In a letter to Children's Minister Katherine Zappone, which has been exclusively obtained by this newspaper, the Pontiff also suggests the Government should accept its role in the scandal which was sparked by the discovery of children's remains in an disused sceptic tank linked to the Bon Secours congregation.
The Pope said he offered "prayerful solidarity and concern" for what he described as the "sad situation" arising from the work of the Commission of Investigation into mother and baby homes.
"I pray in particular that efforts made by the Government and by local churches and religious congregations will help face responsibly this tragic chapter in Ireland's history," the Pope added.
The Pope was responding to a letter from Ms Zappone in which she called on the church to "contribute substantially" to the cost involved in the Commission of Investigation.
In her correspondence, the minister said the church should accept its "responsibility and make reparation for its part in a very shameful chapter of Irish history".
However, in his letter on official Vatican headed paper, the Pope makes no reference to Ms Zappone's demand for financial resources.
"I wish to express my sincere appreciation for your recent letter in which you described the work of the Commission of Investigation.
"Gladly recalling my visit to Ireland and our conversation together, I want you to know that I will pray for you, your loved ones and for your important work at he service of Ireland," he added.
The Commission of Investigation is examining the historical practices at 14 mother and baby homes and four county homes.

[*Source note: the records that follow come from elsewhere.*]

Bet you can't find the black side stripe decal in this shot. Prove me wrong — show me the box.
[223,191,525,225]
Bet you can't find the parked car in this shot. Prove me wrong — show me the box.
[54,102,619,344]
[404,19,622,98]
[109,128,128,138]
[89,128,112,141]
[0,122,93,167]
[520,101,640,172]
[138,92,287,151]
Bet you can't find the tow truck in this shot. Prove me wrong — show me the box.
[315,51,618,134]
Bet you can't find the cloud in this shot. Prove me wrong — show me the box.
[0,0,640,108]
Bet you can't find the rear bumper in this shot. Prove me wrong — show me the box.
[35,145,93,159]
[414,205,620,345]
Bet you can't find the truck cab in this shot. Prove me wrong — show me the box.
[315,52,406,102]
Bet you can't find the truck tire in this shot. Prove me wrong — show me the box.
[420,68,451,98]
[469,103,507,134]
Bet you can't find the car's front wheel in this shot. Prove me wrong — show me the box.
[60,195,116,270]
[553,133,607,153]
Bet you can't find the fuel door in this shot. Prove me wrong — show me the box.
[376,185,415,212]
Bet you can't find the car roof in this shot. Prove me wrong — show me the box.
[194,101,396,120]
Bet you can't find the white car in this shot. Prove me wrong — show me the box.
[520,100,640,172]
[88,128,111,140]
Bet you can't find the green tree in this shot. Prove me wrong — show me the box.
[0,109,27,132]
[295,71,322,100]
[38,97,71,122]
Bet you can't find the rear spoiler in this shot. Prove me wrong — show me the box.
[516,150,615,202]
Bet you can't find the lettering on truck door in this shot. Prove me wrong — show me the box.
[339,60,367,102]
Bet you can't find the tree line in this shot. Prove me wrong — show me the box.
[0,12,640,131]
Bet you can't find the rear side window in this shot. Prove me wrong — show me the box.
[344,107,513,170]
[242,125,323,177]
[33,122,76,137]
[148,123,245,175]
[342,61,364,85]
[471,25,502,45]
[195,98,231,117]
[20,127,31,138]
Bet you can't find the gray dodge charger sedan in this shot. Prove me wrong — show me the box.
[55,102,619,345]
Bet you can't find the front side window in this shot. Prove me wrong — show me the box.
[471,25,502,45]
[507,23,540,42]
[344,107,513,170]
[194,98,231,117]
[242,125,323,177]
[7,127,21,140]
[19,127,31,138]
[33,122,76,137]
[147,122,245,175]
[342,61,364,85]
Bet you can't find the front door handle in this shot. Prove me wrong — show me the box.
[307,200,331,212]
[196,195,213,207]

The Bon Secours religious order offered €2.5m towards the cost of excavating the Tuam mother and baby home, where it has been established children were buried in a sewer system. Ms Zappone has estimated the cost of excavating the entire site at between €6m and €13m. The Government has asked the Bon Secours order for a larger financial contribution to cost of removing the remains.
The minister previously described the Bon Secours offer as a contribution to costs but said it was "not a settlement" and "not an indemnity".
The Pope's intervention could put pressure on the Bon Secours and other religious orders involved in the scandal to contribute more funding towards the mammoth investigation into mother and baby homes.
Yesterday, Minister Zappone's spokesperson said the minister was "happy" to receive the Pope's letter.
"She believes that raising the issue of Tuam brought an awareness of what happened to the Pope's attention and that he has thought about it," he said.
"It is good that the leader of the church is aware of and understands the role of the church. This is important in addressing our past."
"The minister thinks it is possible because of his reference to the congregations that he is aware of the offer by the Bon Secours Sisters," he added.